In the above data we see that the feartue 'positive' shows total number of positive cases up until a particular date, hence which means, at the end of every month, it will show the total number of positive cases, total cured and total deaths.

So to further analysis, we would take only the data of the last day of each month.

In [None]:
jan = df[df['date']=='2020-01-31']
feb = df[df['date']=='2020-02-29']
mar = df[df['date']=='2020-03-31']
apr = df[df['date']=='2020-04-30']
may = df[df['date']=='2020-05-31']
jun = df[df['date']=='2020-06-22']

frame = [jan, feb, mar, apr, may, jun]

df = pd.concat(frame)

df.date.unique()


# Data Visualization

## Number of Cases each month

In [None]:
# Lets check the number of cases each month

f, ax = plt.subplots(figsize=(10, 6))
sns.barplot(x=df.Month.unique(), y=df.Month.value_counts()[:6].sort_values(ascending=True), data=df, color= 'blue')
ax.set_title('Number of Cases each month', fontsize= 20)
ax.set_xlabel('Months', fontsize=16)
ax.set_ylabel('Number of Positive cases', fontsize=16)
plt.show()

**Observation** As per the data we see that there were hardly 1 or 2 cases tested or diagnosed till February 2020. However,the real testing started in the month of March 2020 and we can also see a jump in the number of positive cases in the month of April 2020.

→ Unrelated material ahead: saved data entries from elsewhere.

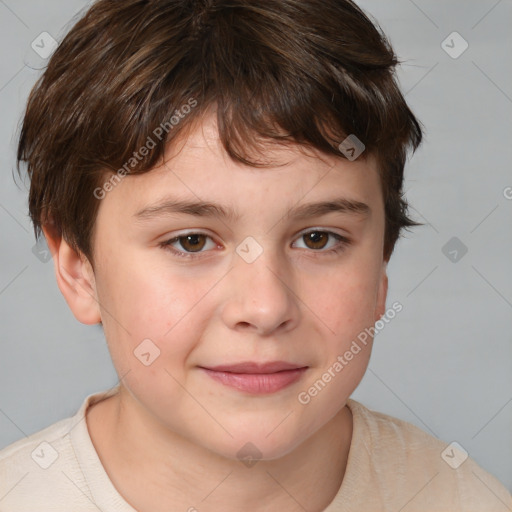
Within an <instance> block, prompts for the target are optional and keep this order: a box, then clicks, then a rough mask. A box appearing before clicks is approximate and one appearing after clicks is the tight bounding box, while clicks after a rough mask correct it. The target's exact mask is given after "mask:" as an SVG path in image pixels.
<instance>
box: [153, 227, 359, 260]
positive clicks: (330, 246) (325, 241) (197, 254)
mask: <svg viewBox="0 0 512 512" xmlns="http://www.w3.org/2000/svg"><path fill="white" fill-rule="evenodd" d="M329 238H331V240H332V239H334V243H331V244H330V245H329ZM297 240H304V241H305V244H306V247H305V249H310V250H311V252H317V253H321V254H333V253H339V252H341V251H342V250H344V249H345V248H346V246H348V245H349V244H350V240H349V239H348V238H346V237H344V236H342V235H339V234H337V233H334V232H332V231H322V230H320V229H313V230H310V231H308V232H306V233H302V234H301V235H300V236H299V238H298V239H297ZM208 241H209V242H210V245H209V246H208ZM159 245H160V247H162V248H163V249H165V250H167V251H170V252H172V253H173V254H174V255H176V256H178V257H184V258H198V257H200V253H202V252H205V251H204V250H203V249H213V248H215V247H218V245H217V244H216V243H215V242H214V241H213V240H212V238H211V237H210V236H209V235H207V234H205V233H195V232H190V233H183V234H181V235H179V236H175V237H174V238H171V239H169V240H165V241H164V242H161V243H160V244H159ZM326 247H327V249H326Z"/></svg>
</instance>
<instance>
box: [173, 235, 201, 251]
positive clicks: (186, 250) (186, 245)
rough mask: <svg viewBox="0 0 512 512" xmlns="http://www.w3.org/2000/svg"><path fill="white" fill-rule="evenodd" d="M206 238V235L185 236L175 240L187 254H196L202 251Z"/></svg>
mask: <svg viewBox="0 0 512 512" xmlns="http://www.w3.org/2000/svg"><path fill="white" fill-rule="evenodd" d="M207 238H208V237H207V236H206V235H201V234H199V233H198V234H193V235H185V236H179V237H178V238H177V240H179V243H180V245H181V247H182V248H183V249H185V250H186V251H189V252H197V251H200V250H201V249H203V247H204V246H205V244H206V239H207Z"/></svg>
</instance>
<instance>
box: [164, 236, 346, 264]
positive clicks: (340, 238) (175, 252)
mask: <svg viewBox="0 0 512 512" xmlns="http://www.w3.org/2000/svg"><path fill="white" fill-rule="evenodd" d="M311 233H326V234H328V235H332V236H333V237H334V238H335V239H336V240H338V244H336V246H335V247H333V248H331V249H327V250H321V249H318V250H315V249H310V251H311V252H313V253H314V252H317V253H320V254H323V255H326V254H327V255H334V254H338V253H341V252H342V251H344V250H345V249H346V248H347V246H348V245H350V243H351V241H350V240H349V239H348V238H346V237H344V236H342V235H339V234H338V233H334V232H332V231H326V230H320V229H312V230H310V231H306V232H304V233H302V234H301V235H300V236H299V237H298V238H301V237H304V236H306V235H309V234H311ZM190 235H204V236H206V237H207V238H210V239H212V237H211V236H210V235H207V234H206V233H201V232H196V231H190V232H188V233H182V234H180V235H179V236H176V237H173V238H171V239H169V240H165V241H164V242H161V243H160V244H159V246H160V247H161V248H162V249H164V250H166V251H169V252H171V253H172V254H174V255H176V256H178V257H179V258H188V259H196V258H200V257H201V256H200V255H201V254H202V253H203V252H205V251H198V252H195V253H193V252H184V251H177V250H176V249H173V248H172V247H171V244H173V243H174V242H177V241H178V240H179V239H180V238H185V237H187V236H190Z"/></svg>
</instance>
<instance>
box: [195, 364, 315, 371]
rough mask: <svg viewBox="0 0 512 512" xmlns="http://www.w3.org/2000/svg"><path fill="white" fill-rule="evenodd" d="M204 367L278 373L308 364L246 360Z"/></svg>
mask: <svg viewBox="0 0 512 512" xmlns="http://www.w3.org/2000/svg"><path fill="white" fill-rule="evenodd" d="M202 368H205V369H207V370H213V371H216V372H232V373H276V372H280V371H283V370H296V369H298V368H306V366H305V365H300V364H296V363H288V362H286V361H271V362H268V363H257V362H253V361H245V362H243V363H235V364H222V365H219V366H208V367H207V366H203V367H202Z"/></svg>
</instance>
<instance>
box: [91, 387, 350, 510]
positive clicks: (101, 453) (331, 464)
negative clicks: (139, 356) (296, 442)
mask: <svg viewBox="0 0 512 512" xmlns="http://www.w3.org/2000/svg"><path fill="white" fill-rule="evenodd" d="M87 423H88V428H89V432H90V435H91V439H92V441H93V444H94V446H95V448H96V451H97V452H98V455H99V457H100V460H101V462H102V464H103V466H104V468H105V470H106V472H107V474H108V476H109V478H110V480H111V481H112V483H113V485H114V487H115V488H116V489H117V490H118V492H119V493H120V494H121V495H122V496H123V497H124V499H125V500H126V501H127V502H128V503H129V504H130V505H131V506H132V507H133V508H135V509H136V510H138V511H139V512H146V511H151V512H160V511H162V512H163V511H164V510H165V512H169V511H174V510H180V511H189V512H195V511H196V510H197V511H198V512H203V511H208V512H217V511H219V512H220V511H222V512H235V511H239V510H247V509H250V510H252V511H254V512H258V511H265V512H274V511H276V512H277V511H281V510H287V511H290V512H295V511H297V512H298V511H300V512H303V511H304V510H308V511H311V512H320V511H322V510H324V509H325V508H326V507H327V506H328V505H329V503H330V502H331V501H332V500H333V498H334V496H335V495H336V493H337V492H338V490H339V488H340V485H341V482H342V480H343V476H344V473H345V468H346V465H347V459H348V452H349V448H350V442H351V438H352V414H351V412H350V410H349V409H348V407H347V406H345V407H343V408H342V409H341V410H340V411H339V412H338V413H337V414H336V415H335V416H334V417H333V418H332V419H331V420H330V421H329V422H327V423H326V424H325V425H324V426H323V427H322V428H321V429H320V430H318V431H316V432H315V433H314V434H313V435H311V436H310V437H309V438H308V439H306V441H304V442H303V443H302V444H300V445H299V446H298V447H297V448H295V449H294V450H292V451H291V452H290V453H288V454H286V455H285V456H284V457H281V458H279V459H274V460H258V461H253V463H252V464H250V463H248V464H247V465H246V464H243V463H242V462H241V461H240V460H233V459H228V458H225V457H223V456H221V455H219V454H217V453H214V452H212V451H211V450H208V449H206V448H204V447H202V446H198V445H197V444H194V443H191V442H190V441H189V440H188V439H185V438H184V437H182V436H181V435H179V434H176V433H174V432H171V431H169V429H166V428H165V427H164V426H163V425H162V424H160V423H159V422H158V421H156V419H155V418H154V417H152V416H151V415H150V414H149V413H148V412H147V410H145V409H143V408H142V406H141V405H140V404H136V403H135V401H134V399H133V397H131V396H130V394H129V393H128V392H127V391H124V392H123V388H121V390H120V392H119V393H117V394H116V395H114V396H112V397H110V398H108V399H106V400H103V401H101V402H99V403H98V404H95V405H94V406H92V407H90V408H89V411H88V413H87ZM127 447H129V448H127Z"/></svg>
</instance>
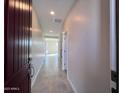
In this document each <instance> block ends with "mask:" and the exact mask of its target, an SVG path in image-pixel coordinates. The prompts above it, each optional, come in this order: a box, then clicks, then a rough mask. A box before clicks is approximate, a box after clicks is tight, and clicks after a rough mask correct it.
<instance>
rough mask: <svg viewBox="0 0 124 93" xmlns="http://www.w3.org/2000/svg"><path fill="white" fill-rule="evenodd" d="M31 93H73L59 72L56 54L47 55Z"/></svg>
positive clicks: (50, 54)
mask: <svg viewBox="0 0 124 93" xmlns="http://www.w3.org/2000/svg"><path fill="white" fill-rule="evenodd" d="M31 93H74V92H73V90H72V88H71V86H70V85H69V82H68V80H67V76H66V74H65V73H64V72H63V71H62V70H61V63H59V62H58V55H57V54H47V56H46V62H45V63H44V65H43V68H41V70H40V72H39V75H38V76H37V79H36V82H35V84H34V86H33V87H32V91H31Z"/></svg>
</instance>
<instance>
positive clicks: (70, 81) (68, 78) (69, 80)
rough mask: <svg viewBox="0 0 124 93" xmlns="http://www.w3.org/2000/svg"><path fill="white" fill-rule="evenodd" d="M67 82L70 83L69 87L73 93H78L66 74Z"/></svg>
mask: <svg viewBox="0 0 124 93" xmlns="http://www.w3.org/2000/svg"><path fill="white" fill-rule="evenodd" d="M67 80H68V81H69V83H70V85H71V87H72V89H73V91H74V93H78V92H77V90H76V88H75V87H74V85H73V83H72V81H71V80H70V79H69V76H68V73H67Z"/></svg>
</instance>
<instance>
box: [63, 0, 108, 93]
mask: <svg viewBox="0 0 124 93" xmlns="http://www.w3.org/2000/svg"><path fill="white" fill-rule="evenodd" d="M64 30H65V31H68V32H69V41H68V42H69V55H68V58H69V62H68V79H69V81H70V82H71V83H72V86H73V88H74V89H75V92H76V93H110V61H109V0H77V3H76V5H75V6H74V7H73V9H72V11H71V12H70V14H69V16H68V17H67V20H66V22H65V28H64Z"/></svg>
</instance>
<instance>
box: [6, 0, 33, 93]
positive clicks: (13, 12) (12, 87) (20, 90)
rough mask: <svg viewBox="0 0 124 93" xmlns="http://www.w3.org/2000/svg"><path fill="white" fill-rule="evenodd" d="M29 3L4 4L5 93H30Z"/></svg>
mask: <svg viewBox="0 0 124 93" xmlns="http://www.w3.org/2000/svg"><path fill="white" fill-rule="evenodd" d="M31 2H32V1H31V0H6V1H5V2H4V5H5V15H4V16H5V27H4V28H5V50H4V52H5V64H4V67H5V68H4V69H5V72H4V75H5V80H4V82H5V86H4V87H5V93H31V79H30V75H29V74H30V73H29V71H30V63H29V60H28V59H29V55H30V38H31V31H30V27H31V26H32V18H31V17H32V16H31V15H32V12H31V11H30V6H31V5H32V3H31ZM27 6H28V7H27ZM11 89H12V90H11Z"/></svg>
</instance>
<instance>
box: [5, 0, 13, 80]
mask: <svg viewBox="0 0 124 93" xmlns="http://www.w3.org/2000/svg"><path fill="white" fill-rule="evenodd" d="M7 3H8V4H9V2H8V1H7ZM7 21H8V24H10V25H7V31H6V35H7V36H5V37H7V39H6V40H7V41H6V44H8V46H6V49H7V51H9V52H8V53H7V54H6V55H5V56H6V57H5V59H6V61H7V62H8V65H7V67H8V69H7V72H6V73H7V79H8V78H9V77H10V76H11V75H12V74H13V68H14V66H13V64H14V60H13V56H14V54H13V47H14V45H13V44H14V41H13V40H14V34H13V33H14V7H10V8H9V9H8V16H7Z"/></svg>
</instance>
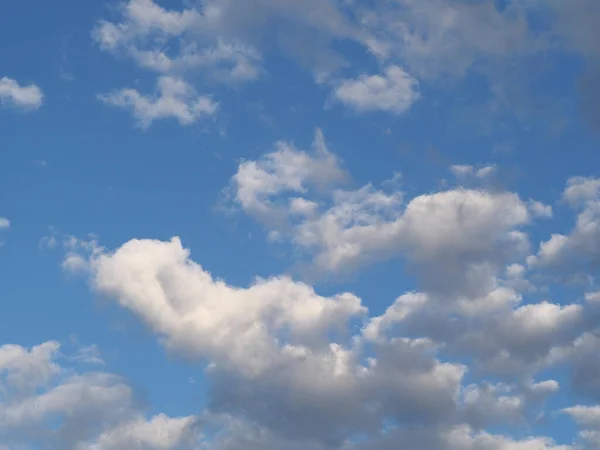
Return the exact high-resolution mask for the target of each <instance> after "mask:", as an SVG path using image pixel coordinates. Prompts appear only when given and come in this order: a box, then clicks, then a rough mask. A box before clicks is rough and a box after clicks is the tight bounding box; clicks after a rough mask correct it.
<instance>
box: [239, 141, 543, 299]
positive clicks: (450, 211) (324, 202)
mask: <svg viewBox="0 0 600 450" xmlns="http://www.w3.org/2000/svg"><path fill="white" fill-rule="evenodd" d="M319 141H320V142H322V137H319ZM278 145H279V148H278V149H277V150H276V151H275V152H272V153H269V154H267V155H266V156H265V157H263V158H262V159H261V160H259V161H254V162H248V161H246V162H244V163H242V164H241V165H240V166H239V168H238V172H237V174H236V175H235V176H234V177H233V179H232V182H231V187H232V189H233V191H234V195H233V196H232V197H233V199H234V201H235V202H236V203H237V204H238V205H239V206H240V207H241V208H242V210H244V211H245V212H246V213H248V214H250V215H251V216H253V217H255V218H257V219H258V220H259V221H260V222H261V223H263V224H265V225H266V226H267V228H268V229H269V231H270V232H271V233H274V232H276V233H277V235H278V236H279V237H282V238H287V239H289V241H290V242H292V243H293V244H294V245H295V246H296V247H298V248H299V249H301V250H302V251H303V252H304V253H305V254H306V255H307V256H308V257H309V260H310V270H311V271H312V272H314V273H321V274H323V273H332V274H337V273H343V272H347V271H349V270H354V269H356V268H358V267H361V266H364V265H366V264H370V263H372V262H375V261H382V260H385V259H389V258H392V257H402V258H404V259H405V260H406V261H407V262H408V263H409V264H410V266H411V267H412V268H413V269H414V270H416V271H417V273H418V275H419V278H420V281H421V283H422V287H423V289H426V290H428V291H431V292H437V293H445V294H446V295H449V294H458V293H468V294H469V295H477V294H478V293H481V292H482V290H485V289H487V288H488V286H489V285H490V284H493V283H494V275H493V274H494V273H495V271H496V270H497V269H498V268H499V267H503V266H504V264H505V263H507V262H508V261H509V260H511V259H518V258H519V257H522V258H523V259H524V257H525V256H526V255H527V251H528V248H529V242H528V238H527V235H526V234H525V233H524V232H523V231H522V228H523V227H524V226H526V225H527V224H528V223H529V222H530V221H531V220H532V218H533V217H534V216H539V215H547V212H548V211H547V210H546V209H545V208H542V206H543V205H541V204H536V203H528V202H525V201H523V200H521V199H520V198H519V197H518V196H517V195H516V194H514V193H510V192H503V191H485V190H478V189H466V188H463V187H457V188H455V189H451V190H447V191H442V192H436V193H431V194H425V195H420V196H417V197H414V198H412V199H410V200H408V201H406V200H405V198H404V194H403V192H402V191H400V190H398V187H397V185H396V184H394V183H391V184H390V183H384V185H382V187H381V188H379V189H378V188H375V187H373V186H372V185H366V186H363V187H362V188H358V189H354V190H351V189H350V190H349V189H345V188H344V187H343V186H342V185H341V181H342V178H341V176H339V174H340V171H339V162H338V161H337V159H335V157H333V156H331V155H330V154H329V153H327V154H326V155H327V157H326V159H325V156H323V155H325V153H321V154H319V153H315V154H309V153H306V152H298V151H297V150H295V149H291V147H290V146H289V145H286V144H281V143H280V144H278ZM319 146H320V147H322V148H325V146H324V143H321V144H319ZM324 161H329V163H325V162H324ZM310 167H315V168H316V167H319V170H314V169H310V170H309V168H310ZM305 168H306V170H305ZM484 170H485V169H481V170H480V171H479V172H478V173H482V171H484ZM315 177H317V178H326V179H327V180H328V181H329V184H330V188H329V191H328V192H325V193H321V195H318V194H317V195H316V194H315V192H313V191H311V190H310V189H308V187H309V186H310V185H311V184H312V183H313V182H314V181H315ZM482 177H484V178H485V174H483V175H482ZM390 186H391V188H390ZM298 211H302V213H300V214H299V213H298Z"/></svg>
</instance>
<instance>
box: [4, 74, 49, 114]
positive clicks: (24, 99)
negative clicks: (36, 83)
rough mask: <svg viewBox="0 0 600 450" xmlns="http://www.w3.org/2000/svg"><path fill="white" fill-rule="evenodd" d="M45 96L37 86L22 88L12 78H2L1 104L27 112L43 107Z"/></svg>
mask: <svg viewBox="0 0 600 450" xmlns="http://www.w3.org/2000/svg"><path fill="white" fill-rule="evenodd" d="M43 101H44V94H43V93H42V90H41V89H40V88H39V87H37V86H36V85H35V84H30V85H27V86H21V85H20V84H19V83H18V82H17V81H16V80H13V79H12V78H8V77H3V78H0V103H1V104H2V105H7V106H12V107H14V108H18V109H22V110H25V111H30V110H35V109H38V108H39V107H40V106H42V103H43Z"/></svg>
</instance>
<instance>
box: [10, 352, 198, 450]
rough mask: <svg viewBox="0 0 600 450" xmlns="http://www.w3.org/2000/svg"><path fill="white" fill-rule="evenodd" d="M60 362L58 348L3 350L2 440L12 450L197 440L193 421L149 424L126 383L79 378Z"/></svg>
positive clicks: (106, 374) (188, 447) (58, 447)
mask: <svg viewBox="0 0 600 450" xmlns="http://www.w3.org/2000/svg"><path fill="white" fill-rule="evenodd" d="M60 359H65V356H63V355H62V354H61V353H60V345H59V344H58V343H57V342H52V341H51V342H45V343H43V344H40V345H37V346H34V347H32V348H24V347H21V346H18V345H3V346H0V392H1V393H2V395H1V397H0V440H1V441H2V442H3V443H7V444H10V445H11V447H10V448H21V446H23V445H43V446H44V447H48V448H59V449H62V448H65V449H66V448H72V449H75V448H76V449H78V450H79V449H81V450H84V449H90V450H91V449H94V450H109V449H110V450H124V449H130V448H143V449H148V450H150V449H156V450H161V449H172V448H175V447H176V446H177V445H180V444H184V443H185V442H186V440H187V439H188V438H189V437H191V436H192V427H191V425H192V423H193V421H194V420H195V419H194V418H191V417H186V418H170V417H167V416H164V415H158V416H155V417H154V418H151V419H150V420H146V419H145V418H144V417H143V415H142V412H141V411H140V410H138V408H137V406H136V402H135V401H134V398H133V392H132V390H131V388H130V387H129V386H128V385H127V384H126V383H125V381H124V380H123V379H121V378H120V377H118V376H116V375H113V374H110V373H105V372H83V373H77V372H76V371H74V370H73V369H71V368H67V367H63V366H62V365H61V364H60V363H59V360H60ZM188 448H191V447H188Z"/></svg>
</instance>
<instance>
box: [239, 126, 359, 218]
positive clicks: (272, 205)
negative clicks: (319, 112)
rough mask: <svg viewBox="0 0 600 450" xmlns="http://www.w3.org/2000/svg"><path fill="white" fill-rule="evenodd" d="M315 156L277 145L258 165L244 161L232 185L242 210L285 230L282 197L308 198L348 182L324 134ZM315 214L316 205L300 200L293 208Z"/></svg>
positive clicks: (254, 162)
mask: <svg viewBox="0 0 600 450" xmlns="http://www.w3.org/2000/svg"><path fill="white" fill-rule="evenodd" d="M312 147H313V148H312V152H310V153H309V152H305V151H302V150H298V149H296V147H295V146H294V145H293V144H291V143H287V142H282V141H280V142H277V143H276V144H275V150H274V151H273V152H271V153H268V154H266V155H264V156H263V157H262V158H261V159H260V160H258V161H244V162H242V163H241V164H240V166H239V168H238V171H237V173H236V174H235V176H234V177H233V179H232V181H231V187H230V188H231V190H232V195H233V197H234V199H235V201H236V202H237V203H238V204H239V206H240V207H241V208H242V209H243V210H244V211H245V212H246V213H248V214H250V215H252V216H253V217H255V218H257V219H258V220H259V221H261V222H263V223H266V224H272V225H274V226H282V223H283V222H284V220H285V218H284V217H283V216H282V214H281V211H280V206H281V205H279V204H278V202H277V199H278V197H279V196H280V195H281V194H304V193H306V192H308V191H309V190H310V189H311V188H312V189H317V190H320V189H325V188H328V187H329V186H332V185H336V184H338V183H340V182H343V181H344V180H346V178H347V175H346V173H345V171H344V169H343V168H342V167H341V165H340V163H339V161H338V159H337V157H336V156H335V155H334V154H332V153H330V152H329V150H328V149H327V146H326V144H325V139H324V137H323V133H322V132H321V130H317V131H316V133H315V139H314V142H313V146H312ZM307 207H308V208H309V209H313V210H314V207H315V205H314V202H313V203H308V202H306V201H304V199H302V198H300V197H297V198H294V199H292V200H291V204H290V208H292V209H293V210H294V212H298V210H299V208H300V209H304V210H306V208H307Z"/></svg>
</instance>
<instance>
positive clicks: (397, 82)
mask: <svg viewBox="0 0 600 450" xmlns="http://www.w3.org/2000/svg"><path fill="white" fill-rule="evenodd" d="M417 86H418V82H417V80H415V79H414V78H413V77H411V76H410V75H409V74H407V73H406V72H405V71H404V70H403V69H402V68H401V67H398V66H390V67H388V68H386V69H385V72H384V74H383V75H371V76H368V75H361V76H360V77H358V78H357V79H355V80H343V81H342V82H340V84H338V86H337V87H336V88H335V89H334V92H333V95H334V97H335V98H336V99H337V100H338V101H339V102H341V103H343V104H344V105H346V106H349V107H350V108H353V109H355V110H356V111H358V112H369V111H386V112H391V113H394V114H401V113H403V112H405V111H407V110H408V109H409V108H410V107H411V105H412V104H413V103H414V102H415V101H416V100H417V99H418V98H419V93H418V91H417Z"/></svg>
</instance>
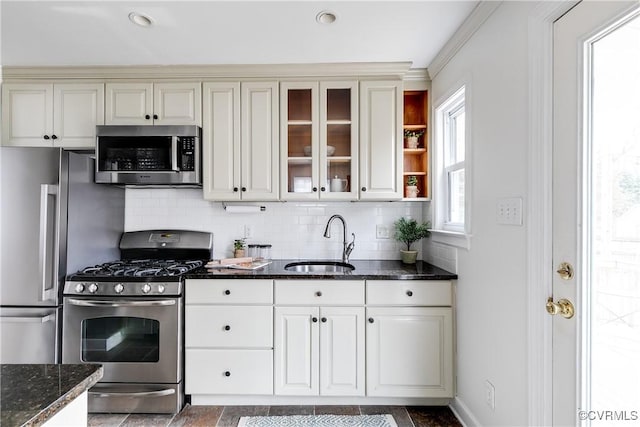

## Number of Cases Statewise in the month April 2020

In [None]:
# Lets check the number of cases statewise in the month of April 2020

#Lets create a new dataframe only for the month of April2020
df_April = df[df['Month']=='April']

# Creting a new dataframe with groupby
df_April_State = df_April.groupby(['state'], as_index=False)['positive'].agg('sum').sort_values('positive', ascending=False)

# Lets plot the new dataframe
f, ax = plt.subplots(figsize=(10, 10))
sns.barplot(x='positive', y='state',
            order=df_April_State['state'], data=df_April_State, color= 'blue', ax=ax)
ax.set_title('Number of cases statewise in the month of April 2020', fontsize= 20)
ax.set_ylabel('States/UT', fontsize=16)
ax.set_xlabel('Number of Positive cases', fontsize=16)
plt.close(2)
plt.show()

## Number of cases cured in each state



In [None]:
df_cured = df.groupby(df['state'], as_index=False)['cured'].agg('sum').sort_values('cured', ascending=False)

plt.figure(figsize=(10, 10))

sns.barplot(x='cured', y='state', order=df_cured['state'], data=df_cured, color='blue')
plt.title('Number of cases statewise in the month of April 2020', fontsize= 20)
plt.ylabel('States/UT', fontsize=16)
plt.xlabel('Number of Positive cases', fontsize=16)
plt.show()

## Current status of Covid 19 in India

In [None]:
# Current Status
positive = df['positive'].sum()
cured = df['cured'].sum()
deaths =df['deaths'].sum()
data_pie = [positive, cured, deaths]
plt.figure(figsize=(6, 6))
fig = px.pie(data_frame= df, values=data_pie, names=['Positive Cases', 'Cured People', 'Deaths'],
             title= 'Currrent status of Covid19 India')
fig.update_traces(textposition='inside', textinfo='percent+label')
fig.show()


## Most number of cases/cure/deaths on Monthly basis

In [None]:
# Monthwise graph of Number of positive cases found in last 6 months
df_month = df.groupby(df['Month'], as_index=False)['positive', 'cured', 'deaths'].agg('sum').sort_values(by='positive', ascending=True)

px.bar(df_month, x='Month', y='positive', color='Month', 
          labels={'positive': 'Positive cases', 'cured': 'People cured', 'deaths': 'Deaths occured'},
          hover_data= ['positive', 'cured', 'deaths'], title='Most number of cases/cure/deaths on Monthly basis', log_y=True)

# Conclusion

With the data above we can see the increase in the number of cases in last 6 months, based on states & months. We are also able to how the number of test increased in the later months. However, the data does not have much information to further analysis or do prediction.